My divination of the incident is as follows: Somebody was pushing Melinda, who was not really into it. No fire in the belly. Either she was pushing herself, or one of her relatives. Then, the decision was thrust onto Groucho whether to use his show and his connections to spotlight her. He decided "yes" and probably was passive and uninterested in how the run-of-mill showbiz hacks devised Melinda's production. It's my view that the nub here is that Melinda was not suitable for showbiz (you can see it in her body-language). The deep problem had nothing to do with the song, presentation, choreography, etc., as second-rate as all that was. In Groucho's world, as well as in 50s-60s rock, second-rate ditties, trite arrangements and tableaux, and re-used recent hits were COMMON!! tricks of the trade. That's not the issue: the issue was the girl Melinda herself. Her soul held her back. Something in her said "no; don't do this."
posted by yazi at 5:53 PM on March 2, 2008 [2 favorites]

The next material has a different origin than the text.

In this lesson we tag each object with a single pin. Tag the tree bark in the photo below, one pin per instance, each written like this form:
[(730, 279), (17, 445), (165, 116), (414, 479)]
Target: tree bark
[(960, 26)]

yazi nails it, except that Groucho seems a little agonized so he has to know how bad it is. It was probably pushed on him and he very rationally delegated the job to someone else rather than have to yell at his daughter and tell her how bad she was, or worse, lie to her (pay someone else to lie to her, is the theory).
posted by lupus_yonderboy at 5:57 PM on March 2, 2008


And yes to lupus_yonderboy, for I think he's right that Groucho looked a bit put out in his announcement of Melinda's act. Although I'm perhaps 50-50 whether someone (Mrs. Groucho, or Melinda??) had to push the old Groucho to trot out Melinda. I have the hunch that nobody in that family got the best of Groucho. If he was pushed, perhaps Lupus is right, he got back at them (told them "yuck to you") by turning the production number over to hacks. But... it really may be that Groucho was doing some of his own pushing, and that he DID NOT HAVE AN EAR for how rock was trending at that moment. That he thought the little production number was pretty cool and trusted the numb-nuts whom he assigned the task of staging it. Nuff said by me.
posted by yazi at 7:48 PM on March 2, 2008


Oh oh oh. Decemberboy, I love you. You totally captured what I've been trying to say about Janis Joplin for years.
posted by geekhorde at 8:20 PM on March 2, 2008


geekhorde: your loss!
posted by lupus_yonderboy at 8:37 PM on March 2, 2008


I liked it and am now a fan. I shall put her music in a place of pride, next to my Leonard Nimoy albums.
posted by Astro Zombie at 11:52 PM on March 2, 2008


I could be remembering things wrong, but I've read a lot of Marx Brothers biographies and it is suggested that it was Groucho who was pushing Melinda to perform.

Again, a great comedian, but he managed to push away the people close to him, especially wives and children.
posted by Joey Michaels at 12:40 AM on March 3, 2008


Why, Astro Zombie, how nice of you to drop by! I'm particularly pleased that in this case I've posted something to your liking!
posted by flapjax at midnite at 1:22 AM on March 3, 2008


I was expecting something horrendous, but it wasn't that bad.